Так с ним еще никто не прощался. И не признавался в любви. Гравировка была очень проста, но в то же время непонятна. Сима еще долго гадал по дороге домой: она написала это, чтобы поставить точку и попрощаться навсегда, или это начало чего-то нового? Сима порылся в рюкзаке, нашел ручку и клочок бумаги, нацарапал их новый адрес в Москве: «Улица Гурьянова, 19, квартира 154», потом подумал и дописал: «Пиши нам, пожалуйста». Бегом вернулся в цирк и, прежде чем навсегда покинуть место, где отец учил его «летать и не падать», подсунул записку под дверь Олиной гримерки.

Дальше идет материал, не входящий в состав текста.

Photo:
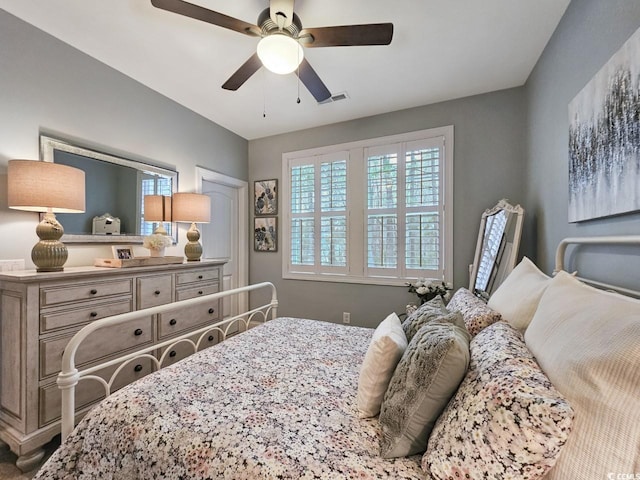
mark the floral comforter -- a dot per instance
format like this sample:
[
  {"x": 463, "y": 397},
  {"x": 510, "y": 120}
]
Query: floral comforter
[{"x": 278, "y": 401}]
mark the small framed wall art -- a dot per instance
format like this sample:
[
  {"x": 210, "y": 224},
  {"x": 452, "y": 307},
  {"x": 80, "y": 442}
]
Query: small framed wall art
[
  {"x": 265, "y": 234},
  {"x": 265, "y": 197},
  {"x": 122, "y": 252}
]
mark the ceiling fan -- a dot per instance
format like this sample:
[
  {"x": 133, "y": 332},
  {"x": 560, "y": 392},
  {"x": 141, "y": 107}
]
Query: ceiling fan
[{"x": 282, "y": 37}]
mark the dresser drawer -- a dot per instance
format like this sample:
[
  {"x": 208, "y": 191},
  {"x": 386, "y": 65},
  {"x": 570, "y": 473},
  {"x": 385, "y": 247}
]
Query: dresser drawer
[
  {"x": 89, "y": 391},
  {"x": 154, "y": 291},
  {"x": 101, "y": 343},
  {"x": 174, "y": 322},
  {"x": 204, "y": 275},
  {"x": 186, "y": 293},
  {"x": 87, "y": 291},
  {"x": 67, "y": 318}
]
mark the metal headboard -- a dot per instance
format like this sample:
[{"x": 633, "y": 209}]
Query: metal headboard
[{"x": 603, "y": 240}]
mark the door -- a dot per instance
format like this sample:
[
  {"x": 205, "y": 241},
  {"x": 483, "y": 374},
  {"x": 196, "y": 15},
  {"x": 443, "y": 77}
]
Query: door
[{"x": 225, "y": 235}]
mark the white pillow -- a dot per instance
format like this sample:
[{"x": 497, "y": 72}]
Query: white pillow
[
  {"x": 588, "y": 343},
  {"x": 385, "y": 350},
  {"x": 516, "y": 299}
]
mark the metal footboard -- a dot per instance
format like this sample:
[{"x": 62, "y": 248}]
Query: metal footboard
[{"x": 69, "y": 375}]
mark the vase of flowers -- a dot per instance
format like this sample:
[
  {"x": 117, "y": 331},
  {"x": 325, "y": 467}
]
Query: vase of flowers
[
  {"x": 427, "y": 289},
  {"x": 156, "y": 244}
]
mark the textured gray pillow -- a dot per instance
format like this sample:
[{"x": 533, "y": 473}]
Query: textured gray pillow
[
  {"x": 429, "y": 311},
  {"x": 429, "y": 372}
]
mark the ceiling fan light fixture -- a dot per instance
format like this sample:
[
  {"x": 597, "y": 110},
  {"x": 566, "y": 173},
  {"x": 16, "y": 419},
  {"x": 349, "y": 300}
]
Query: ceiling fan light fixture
[{"x": 280, "y": 53}]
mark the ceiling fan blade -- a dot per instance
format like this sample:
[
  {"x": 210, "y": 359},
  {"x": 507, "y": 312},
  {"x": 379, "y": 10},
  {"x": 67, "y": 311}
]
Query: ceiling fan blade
[
  {"x": 348, "y": 35},
  {"x": 200, "y": 13},
  {"x": 243, "y": 74},
  {"x": 312, "y": 81}
]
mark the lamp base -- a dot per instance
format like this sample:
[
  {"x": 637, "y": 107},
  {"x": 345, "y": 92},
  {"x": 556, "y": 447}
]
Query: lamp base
[
  {"x": 49, "y": 254},
  {"x": 193, "y": 248}
]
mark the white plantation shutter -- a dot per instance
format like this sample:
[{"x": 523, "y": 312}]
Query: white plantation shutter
[
  {"x": 404, "y": 209},
  {"x": 424, "y": 201},
  {"x": 152, "y": 185},
  {"x": 371, "y": 211},
  {"x": 302, "y": 234},
  {"x": 318, "y": 229}
]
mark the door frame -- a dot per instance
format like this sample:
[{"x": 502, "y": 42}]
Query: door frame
[{"x": 204, "y": 174}]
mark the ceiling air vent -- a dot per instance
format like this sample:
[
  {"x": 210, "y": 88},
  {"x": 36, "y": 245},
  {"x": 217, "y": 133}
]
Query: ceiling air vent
[{"x": 335, "y": 98}]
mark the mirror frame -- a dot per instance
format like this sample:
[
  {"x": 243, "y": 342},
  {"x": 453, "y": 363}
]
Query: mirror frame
[
  {"x": 48, "y": 145},
  {"x": 506, "y": 265}
]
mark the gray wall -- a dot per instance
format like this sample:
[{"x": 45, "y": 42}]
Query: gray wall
[
  {"x": 590, "y": 32},
  {"x": 48, "y": 86},
  {"x": 488, "y": 165}
]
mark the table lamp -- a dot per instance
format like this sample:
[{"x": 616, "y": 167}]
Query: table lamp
[
  {"x": 191, "y": 208},
  {"x": 157, "y": 208},
  {"x": 51, "y": 188}
]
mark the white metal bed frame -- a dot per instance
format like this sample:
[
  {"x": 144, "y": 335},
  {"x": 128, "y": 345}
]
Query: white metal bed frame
[
  {"x": 603, "y": 240},
  {"x": 69, "y": 375}
]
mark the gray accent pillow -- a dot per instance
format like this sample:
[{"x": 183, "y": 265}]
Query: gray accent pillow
[
  {"x": 428, "y": 375},
  {"x": 429, "y": 311}
]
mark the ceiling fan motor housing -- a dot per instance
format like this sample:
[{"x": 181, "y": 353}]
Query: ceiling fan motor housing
[{"x": 268, "y": 26}]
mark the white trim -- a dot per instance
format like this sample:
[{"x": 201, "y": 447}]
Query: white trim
[
  {"x": 356, "y": 163},
  {"x": 204, "y": 174}
]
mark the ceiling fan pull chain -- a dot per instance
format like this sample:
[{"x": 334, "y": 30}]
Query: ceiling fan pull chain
[
  {"x": 264, "y": 96},
  {"x": 298, "y": 74}
]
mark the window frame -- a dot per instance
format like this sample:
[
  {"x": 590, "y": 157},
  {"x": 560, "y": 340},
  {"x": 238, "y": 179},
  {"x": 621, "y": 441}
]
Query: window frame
[{"x": 357, "y": 269}]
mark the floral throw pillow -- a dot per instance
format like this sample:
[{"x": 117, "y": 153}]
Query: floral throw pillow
[
  {"x": 477, "y": 314},
  {"x": 506, "y": 420}
]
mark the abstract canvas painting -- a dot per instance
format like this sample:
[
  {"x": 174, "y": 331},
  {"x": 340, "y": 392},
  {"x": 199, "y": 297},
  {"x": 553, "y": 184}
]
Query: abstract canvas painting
[{"x": 604, "y": 139}]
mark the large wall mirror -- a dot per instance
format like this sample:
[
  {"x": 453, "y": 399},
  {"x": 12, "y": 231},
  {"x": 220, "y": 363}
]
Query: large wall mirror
[
  {"x": 116, "y": 186},
  {"x": 497, "y": 247}
]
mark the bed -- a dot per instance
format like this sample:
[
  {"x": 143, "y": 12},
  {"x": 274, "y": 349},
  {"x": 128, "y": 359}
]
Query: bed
[{"x": 283, "y": 398}]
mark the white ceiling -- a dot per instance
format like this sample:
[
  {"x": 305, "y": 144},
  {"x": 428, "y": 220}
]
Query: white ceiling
[{"x": 441, "y": 49}]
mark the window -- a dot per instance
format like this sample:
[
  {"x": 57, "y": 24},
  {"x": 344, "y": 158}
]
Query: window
[
  {"x": 152, "y": 185},
  {"x": 370, "y": 212}
]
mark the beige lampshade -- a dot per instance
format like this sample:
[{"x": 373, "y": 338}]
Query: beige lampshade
[
  {"x": 191, "y": 207},
  {"x": 39, "y": 186},
  {"x": 157, "y": 208}
]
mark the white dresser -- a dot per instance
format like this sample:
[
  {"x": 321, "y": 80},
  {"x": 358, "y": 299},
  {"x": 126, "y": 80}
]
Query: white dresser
[{"x": 40, "y": 312}]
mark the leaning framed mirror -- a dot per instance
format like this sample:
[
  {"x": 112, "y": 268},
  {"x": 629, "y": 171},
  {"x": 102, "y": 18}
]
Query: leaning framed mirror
[
  {"x": 116, "y": 186},
  {"x": 497, "y": 247}
]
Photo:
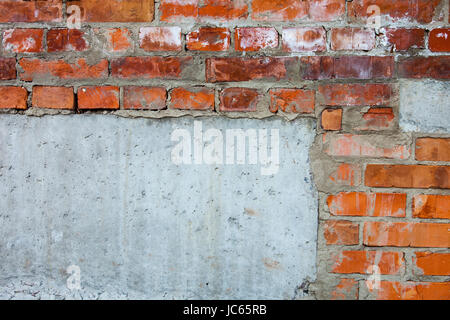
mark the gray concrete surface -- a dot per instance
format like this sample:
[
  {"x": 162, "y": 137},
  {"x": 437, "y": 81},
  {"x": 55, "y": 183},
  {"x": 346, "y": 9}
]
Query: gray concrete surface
[
  {"x": 100, "y": 192},
  {"x": 425, "y": 106}
]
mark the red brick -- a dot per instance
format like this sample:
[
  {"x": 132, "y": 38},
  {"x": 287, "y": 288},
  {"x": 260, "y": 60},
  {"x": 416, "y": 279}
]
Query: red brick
[
  {"x": 425, "y": 67},
  {"x": 378, "y": 119},
  {"x": 13, "y": 97},
  {"x": 30, "y": 11},
  {"x": 341, "y": 232},
  {"x": 347, "y": 67},
  {"x": 279, "y": 10},
  {"x": 362, "y": 261},
  {"x": 331, "y": 119},
  {"x": 7, "y": 68},
  {"x": 304, "y": 39},
  {"x": 208, "y": 39},
  {"x": 115, "y": 39},
  {"x": 196, "y": 98},
  {"x": 348, "y": 145},
  {"x": 361, "y": 204},
  {"x": 177, "y": 10},
  {"x": 223, "y": 10},
  {"x": 346, "y": 289},
  {"x": 347, "y": 174},
  {"x": 413, "y": 291},
  {"x": 292, "y": 100},
  {"x": 439, "y": 40},
  {"x": 293, "y": 10},
  {"x": 98, "y": 98},
  {"x": 352, "y": 39},
  {"x": 116, "y": 10},
  {"x": 144, "y": 98},
  {"x": 206, "y": 10},
  {"x": 255, "y": 39},
  {"x": 149, "y": 67},
  {"x": 405, "y": 234},
  {"x": 405, "y": 39},
  {"x": 407, "y": 176},
  {"x": 245, "y": 69},
  {"x": 432, "y": 264},
  {"x": 160, "y": 38},
  {"x": 60, "y": 69},
  {"x": 239, "y": 99},
  {"x": 431, "y": 206},
  {"x": 433, "y": 149},
  {"x": 355, "y": 94},
  {"x": 23, "y": 40},
  {"x": 66, "y": 40},
  {"x": 421, "y": 11},
  {"x": 53, "y": 97},
  {"x": 326, "y": 10}
]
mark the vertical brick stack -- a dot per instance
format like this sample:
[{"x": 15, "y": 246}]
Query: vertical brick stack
[{"x": 385, "y": 201}]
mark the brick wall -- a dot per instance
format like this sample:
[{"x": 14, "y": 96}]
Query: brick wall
[{"x": 384, "y": 193}]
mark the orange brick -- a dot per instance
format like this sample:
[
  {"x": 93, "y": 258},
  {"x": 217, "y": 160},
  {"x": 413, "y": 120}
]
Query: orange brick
[
  {"x": 197, "y": 98},
  {"x": 362, "y": 261},
  {"x": 246, "y": 69},
  {"x": 341, "y": 232},
  {"x": 115, "y": 39},
  {"x": 239, "y": 99},
  {"x": 433, "y": 149},
  {"x": 346, "y": 289},
  {"x": 405, "y": 234},
  {"x": 53, "y": 97},
  {"x": 160, "y": 38},
  {"x": 13, "y": 97},
  {"x": 292, "y": 10},
  {"x": 421, "y": 11},
  {"x": 144, "y": 98},
  {"x": 23, "y": 40},
  {"x": 332, "y": 119},
  {"x": 30, "y": 11},
  {"x": 347, "y": 174},
  {"x": 352, "y": 39},
  {"x": 255, "y": 39},
  {"x": 66, "y": 40},
  {"x": 378, "y": 119},
  {"x": 348, "y": 145},
  {"x": 7, "y": 68},
  {"x": 355, "y": 94},
  {"x": 439, "y": 40},
  {"x": 326, "y": 10},
  {"x": 371, "y": 205},
  {"x": 222, "y": 10},
  {"x": 292, "y": 100},
  {"x": 98, "y": 97},
  {"x": 432, "y": 264},
  {"x": 304, "y": 39},
  {"x": 413, "y": 291},
  {"x": 407, "y": 176},
  {"x": 434, "y": 67},
  {"x": 347, "y": 67},
  {"x": 116, "y": 10},
  {"x": 60, "y": 69},
  {"x": 431, "y": 207},
  {"x": 209, "y": 39},
  {"x": 405, "y": 39},
  {"x": 149, "y": 67},
  {"x": 175, "y": 10}
]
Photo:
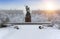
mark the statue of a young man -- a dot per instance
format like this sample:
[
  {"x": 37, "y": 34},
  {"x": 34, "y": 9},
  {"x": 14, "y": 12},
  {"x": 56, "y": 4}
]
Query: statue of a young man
[{"x": 28, "y": 15}]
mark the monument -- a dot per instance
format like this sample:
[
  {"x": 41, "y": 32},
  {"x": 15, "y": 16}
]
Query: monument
[{"x": 28, "y": 15}]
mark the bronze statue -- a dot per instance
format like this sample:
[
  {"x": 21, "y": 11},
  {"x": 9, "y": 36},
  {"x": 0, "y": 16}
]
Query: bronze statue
[{"x": 28, "y": 15}]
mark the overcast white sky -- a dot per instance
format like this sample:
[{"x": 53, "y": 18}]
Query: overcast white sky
[{"x": 34, "y": 4}]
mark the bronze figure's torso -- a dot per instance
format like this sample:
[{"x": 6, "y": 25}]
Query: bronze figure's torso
[{"x": 28, "y": 15}]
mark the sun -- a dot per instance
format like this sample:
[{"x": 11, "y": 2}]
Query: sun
[{"x": 49, "y": 6}]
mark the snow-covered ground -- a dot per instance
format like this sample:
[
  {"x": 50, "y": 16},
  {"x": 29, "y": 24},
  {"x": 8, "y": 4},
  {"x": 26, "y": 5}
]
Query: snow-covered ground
[{"x": 29, "y": 32}]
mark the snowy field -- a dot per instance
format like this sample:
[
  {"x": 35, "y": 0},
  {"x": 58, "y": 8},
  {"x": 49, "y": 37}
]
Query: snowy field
[{"x": 29, "y": 32}]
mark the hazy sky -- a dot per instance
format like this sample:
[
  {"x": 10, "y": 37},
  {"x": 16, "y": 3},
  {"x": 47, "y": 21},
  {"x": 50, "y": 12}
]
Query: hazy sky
[{"x": 34, "y": 4}]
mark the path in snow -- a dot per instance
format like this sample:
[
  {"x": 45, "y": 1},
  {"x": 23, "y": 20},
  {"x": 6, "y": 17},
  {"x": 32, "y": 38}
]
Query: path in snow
[{"x": 32, "y": 32}]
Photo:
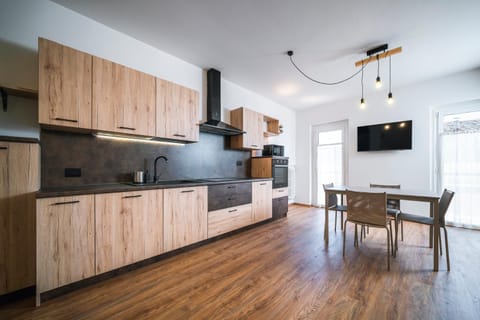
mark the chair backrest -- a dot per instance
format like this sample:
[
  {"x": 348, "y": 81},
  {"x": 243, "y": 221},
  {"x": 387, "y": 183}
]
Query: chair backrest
[
  {"x": 391, "y": 203},
  {"x": 444, "y": 203},
  {"x": 332, "y": 198},
  {"x": 367, "y": 207}
]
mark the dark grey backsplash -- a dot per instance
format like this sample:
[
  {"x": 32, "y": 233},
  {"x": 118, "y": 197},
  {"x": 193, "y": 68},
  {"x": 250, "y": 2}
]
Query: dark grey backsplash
[{"x": 109, "y": 161}]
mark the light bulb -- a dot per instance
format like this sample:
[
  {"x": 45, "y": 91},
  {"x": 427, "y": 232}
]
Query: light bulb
[
  {"x": 390, "y": 98},
  {"x": 378, "y": 82},
  {"x": 362, "y": 103}
]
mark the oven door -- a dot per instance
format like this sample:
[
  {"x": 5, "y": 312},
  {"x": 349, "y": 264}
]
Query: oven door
[{"x": 280, "y": 176}]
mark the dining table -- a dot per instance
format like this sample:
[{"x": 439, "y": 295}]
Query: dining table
[{"x": 398, "y": 194}]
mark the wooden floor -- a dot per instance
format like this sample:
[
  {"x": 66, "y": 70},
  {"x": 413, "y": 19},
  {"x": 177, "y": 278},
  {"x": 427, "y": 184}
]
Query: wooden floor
[{"x": 282, "y": 270}]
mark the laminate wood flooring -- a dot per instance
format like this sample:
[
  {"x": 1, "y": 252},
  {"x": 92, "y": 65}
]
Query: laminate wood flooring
[{"x": 282, "y": 270}]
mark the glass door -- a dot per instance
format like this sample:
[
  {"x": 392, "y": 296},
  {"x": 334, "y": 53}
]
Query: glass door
[
  {"x": 459, "y": 150},
  {"x": 329, "y": 157}
]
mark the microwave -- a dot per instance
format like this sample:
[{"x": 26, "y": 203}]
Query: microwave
[{"x": 273, "y": 150}]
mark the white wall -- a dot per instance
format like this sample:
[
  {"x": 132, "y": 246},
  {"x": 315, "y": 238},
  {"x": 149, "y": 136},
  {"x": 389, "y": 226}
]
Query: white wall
[
  {"x": 23, "y": 21},
  {"x": 410, "y": 168}
]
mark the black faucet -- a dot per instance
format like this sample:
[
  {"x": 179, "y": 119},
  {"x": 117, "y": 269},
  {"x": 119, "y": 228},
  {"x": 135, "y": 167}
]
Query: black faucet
[{"x": 155, "y": 176}]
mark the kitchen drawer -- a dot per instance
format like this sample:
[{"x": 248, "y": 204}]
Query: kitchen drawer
[
  {"x": 229, "y": 219},
  {"x": 229, "y": 195},
  {"x": 279, "y": 207},
  {"x": 280, "y": 192}
]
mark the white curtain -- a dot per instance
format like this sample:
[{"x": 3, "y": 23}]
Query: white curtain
[{"x": 461, "y": 173}]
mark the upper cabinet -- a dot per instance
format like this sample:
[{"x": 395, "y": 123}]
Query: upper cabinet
[
  {"x": 252, "y": 123},
  {"x": 123, "y": 99},
  {"x": 177, "y": 111},
  {"x": 65, "y": 86}
]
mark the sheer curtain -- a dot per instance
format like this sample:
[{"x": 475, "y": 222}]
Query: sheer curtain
[{"x": 460, "y": 167}]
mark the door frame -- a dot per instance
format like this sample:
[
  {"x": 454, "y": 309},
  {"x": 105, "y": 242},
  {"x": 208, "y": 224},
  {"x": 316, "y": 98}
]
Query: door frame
[{"x": 329, "y": 126}]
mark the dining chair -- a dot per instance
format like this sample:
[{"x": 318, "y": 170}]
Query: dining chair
[
  {"x": 369, "y": 209},
  {"x": 443, "y": 205},
  {"x": 332, "y": 204},
  {"x": 393, "y": 207}
]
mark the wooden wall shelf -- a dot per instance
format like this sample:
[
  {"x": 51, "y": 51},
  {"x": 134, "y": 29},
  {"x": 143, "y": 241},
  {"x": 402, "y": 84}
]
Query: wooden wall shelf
[{"x": 18, "y": 92}]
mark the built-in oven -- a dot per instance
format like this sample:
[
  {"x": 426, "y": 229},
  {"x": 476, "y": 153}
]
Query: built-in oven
[{"x": 279, "y": 173}]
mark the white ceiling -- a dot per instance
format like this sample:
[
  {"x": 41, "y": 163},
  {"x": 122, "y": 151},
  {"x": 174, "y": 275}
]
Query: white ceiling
[{"x": 247, "y": 40}]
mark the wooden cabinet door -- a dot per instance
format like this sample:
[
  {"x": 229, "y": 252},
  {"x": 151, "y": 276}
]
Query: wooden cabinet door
[
  {"x": 127, "y": 227},
  {"x": 262, "y": 200},
  {"x": 19, "y": 180},
  {"x": 252, "y": 123},
  {"x": 64, "y": 86},
  {"x": 123, "y": 99},
  {"x": 177, "y": 111},
  {"x": 65, "y": 241},
  {"x": 185, "y": 216}
]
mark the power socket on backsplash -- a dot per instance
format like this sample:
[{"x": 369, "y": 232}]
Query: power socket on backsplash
[{"x": 73, "y": 172}]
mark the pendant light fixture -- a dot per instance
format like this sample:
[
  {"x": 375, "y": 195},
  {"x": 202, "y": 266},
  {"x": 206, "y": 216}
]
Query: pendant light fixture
[
  {"x": 373, "y": 54},
  {"x": 390, "y": 95},
  {"x": 378, "y": 82},
  {"x": 362, "y": 100}
]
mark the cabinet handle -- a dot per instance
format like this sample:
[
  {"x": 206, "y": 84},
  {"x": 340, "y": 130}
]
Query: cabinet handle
[
  {"x": 127, "y": 128},
  {"x": 66, "y": 202},
  {"x": 129, "y": 197},
  {"x": 65, "y": 119}
]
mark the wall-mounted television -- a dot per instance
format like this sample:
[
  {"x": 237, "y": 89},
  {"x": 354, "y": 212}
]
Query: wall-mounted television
[{"x": 385, "y": 136}]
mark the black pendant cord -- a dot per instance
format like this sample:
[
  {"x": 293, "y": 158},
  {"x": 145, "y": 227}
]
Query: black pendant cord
[{"x": 290, "y": 54}]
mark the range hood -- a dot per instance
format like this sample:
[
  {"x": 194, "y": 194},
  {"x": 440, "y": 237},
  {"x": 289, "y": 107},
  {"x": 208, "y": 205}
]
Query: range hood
[{"x": 214, "y": 123}]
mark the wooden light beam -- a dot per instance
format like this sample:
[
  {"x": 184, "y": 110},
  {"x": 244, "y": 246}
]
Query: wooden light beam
[{"x": 373, "y": 57}]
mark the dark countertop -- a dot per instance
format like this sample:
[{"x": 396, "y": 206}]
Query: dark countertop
[
  {"x": 125, "y": 187},
  {"x": 19, "y": 139}
]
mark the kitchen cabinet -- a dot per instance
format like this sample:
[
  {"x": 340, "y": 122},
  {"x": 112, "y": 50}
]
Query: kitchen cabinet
[
  {"x": 128, "y": 228},
  {"x": 185, "y": 216},
  {"x": 229, "y": 219},
  {"x": 177, "y": 112},
  {"x": 123, "y": 99},
  {"x": 262, "y": 200},
  {"x": 19, "y": 179},
  {"x": 64, "y": 86},
  {"x": 252, "y": 123},
  {"x": 65, "y": 241},
  {"x": 222, "y": 196}
]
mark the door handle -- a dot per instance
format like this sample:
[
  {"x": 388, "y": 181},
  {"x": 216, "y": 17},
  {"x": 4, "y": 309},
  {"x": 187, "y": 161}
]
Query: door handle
[
  {"x": 66, "y": 202},
  {"x": 129, "y": 197}
]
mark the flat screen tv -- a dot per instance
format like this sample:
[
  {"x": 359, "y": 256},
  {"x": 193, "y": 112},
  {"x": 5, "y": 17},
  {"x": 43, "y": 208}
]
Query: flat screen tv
[{"x": 385, "y": 136}]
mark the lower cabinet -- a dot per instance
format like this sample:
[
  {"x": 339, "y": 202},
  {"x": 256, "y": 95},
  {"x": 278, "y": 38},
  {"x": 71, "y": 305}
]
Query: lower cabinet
[
  {"x": 65, "y": 241},
  {"x": 262, "y": 200},
  {"x": 128, "y": 228},
  {"x": 185, "y": 216},
  {"x": 229, "y": 219}
]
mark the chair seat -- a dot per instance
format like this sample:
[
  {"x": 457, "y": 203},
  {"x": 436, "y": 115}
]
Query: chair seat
[
  {"x": 416, "y": 218},
  {"x": 338, "y": 207},
  {"x": 393, "y": 212}
]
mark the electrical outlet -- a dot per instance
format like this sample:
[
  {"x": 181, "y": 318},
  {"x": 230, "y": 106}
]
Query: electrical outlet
[{"x": 73, "y": 172}]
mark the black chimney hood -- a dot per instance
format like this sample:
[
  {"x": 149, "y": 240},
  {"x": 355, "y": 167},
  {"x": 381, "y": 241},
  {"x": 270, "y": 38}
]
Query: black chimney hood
[{"x": 214, "y": 123}]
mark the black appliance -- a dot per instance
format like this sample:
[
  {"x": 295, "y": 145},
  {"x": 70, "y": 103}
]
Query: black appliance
[
  {"x": 385, "y": 136},
  {"x": 273, "y": 150},
  {"x": 279, "y": 172},
  {"x": 214, "y": 123}
]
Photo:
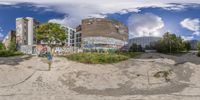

Рядом с дверью кто-то неровно прислонил к стене тонкую книгу – так, чтобы не было видно названия. Сима перевернул ее. Ричард Бах, «Чайка по имени Джонатан Ливингстон», – прочел он и, оглянувшись по сторонам, вернул книгу на место. Обложка была Симе знакома: ровно такая же книжица лежала у его отца в гримерке. Сима не раз читал ее.
Часть 4
Темнота
Глава 1
Чайки
Ветер гулял по площади, ударялся в чешую купола, который хищной глубоководной рыбой нырял в нижние слои тумана. В небе загудел самолет. Оля и Сан Саныч, стоя на куполе, проводили его взглядом. Самолет моргнул на прощание сигнальными огнями и скрылся в белой дымке. Оля закрыла глаза. Ей послышалось, что над головой кричат волжские наглые чайки. Открыла. Одна из птиц спикировала на купол из тумана и зацепилась лапками за шпиль.
– Разлетались тут, – проворчал Сан Саныч, затягиваясь. – Будешь?
Сан Саныч протянул сигарету Оле, она тонкими замерзшими пальцами приобняла шершавую папиросную бумагу, подхватила сигарету почти на лету, отобрала ее у вездесущего ветра и затянулась. Тут же зашлась в кашле, в горло как будто бы вылили целый пузырек лекарства от простуды. Она вернула сигарету Сан Санычу.